Tax Study Problem
LESSON 9
INTRODUCTION TO CORPORATE REORGANIZATIONS
[Note: This lesson should be considered optional in all courses.] GENERAL COMMENTS: Teachers will have widely varying preferences about whether and how to introduce reorganizations and how extensive the coverage of this complex subject should be. The suggested aim of this lesson is to acquaint the student with (1) the sorts of exchanges that can be classified as reorganizations; (2) the general issues surrounding the area; and (3) the statutory mechanics of what happens to whom and when. Those of you who want (or need because of time constraints) to give the reorganizations topic a lighter touch may choose to use this lesson, together with Lessons 10 and 11 on Types A, B, and C reorganizations, as your “coverage package” for this topic.
As a vehicle for illustrating why reorganization is an identifiable event that should be exempt from § 1001(c) (but burdened with the carryover basis corollary), consider discussing the two Gregory opinions.
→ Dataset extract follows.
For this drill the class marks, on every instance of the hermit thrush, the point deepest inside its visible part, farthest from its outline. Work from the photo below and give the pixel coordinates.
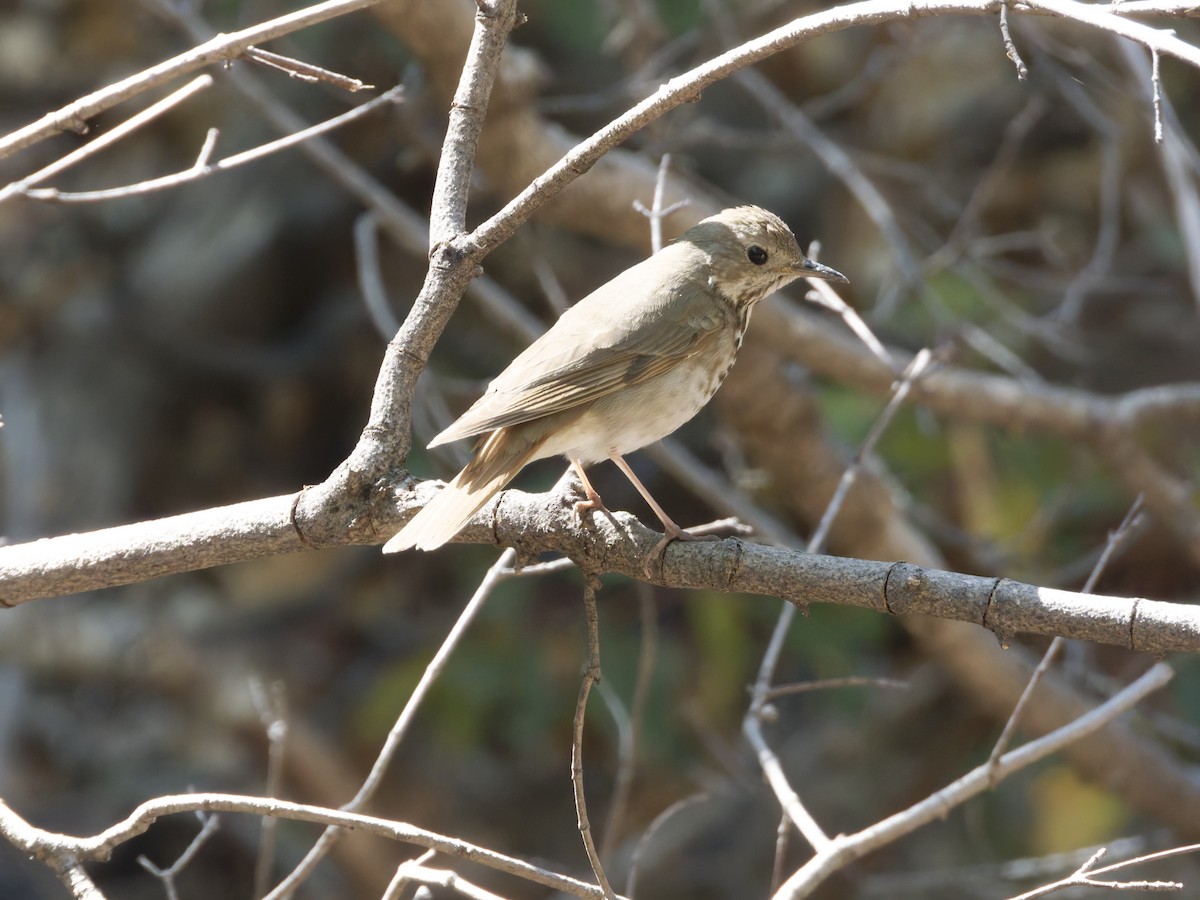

While Gregory involves step transactions and business purpose/tax avoidance issues, it also contrasts the cash-out transaction to the reorganization. Consider an overview of the typical fact patterns in the current statutory parsings of reorganization (and the related animal, § 355), §§ 368(a)(1)(A) through 368(a)(1)(G); B&E ¶¶ 12.02, 12.20.
Under the heading of ancillary matters, consider discussing generally (1) the “soft” doctrines that overlay the statute–STD, business purpose, business continuity, continuity of proprietary interest (which is dealt with in depth in Lesson 11, Part A); and (2) “comfort rulings” (now unavailable in many reorganization areas) and ruling guidelines. B&E ¶¶ 12.01, 12.03, 12.21, 12.61. (1) Section 1031(a)(2)(B) has always excluded stock swaps. A Type B reorganization, however, could work. An installment sale can be a surrogate for a reorganization, but “readily tradeable debt” does not qualify for deferral. IRC § 453(f)(4). Y may not be willing to give $150,000 in stock value for the land or T stock in a reorganization because of the carryover basis corollary and the build-in gain in the land.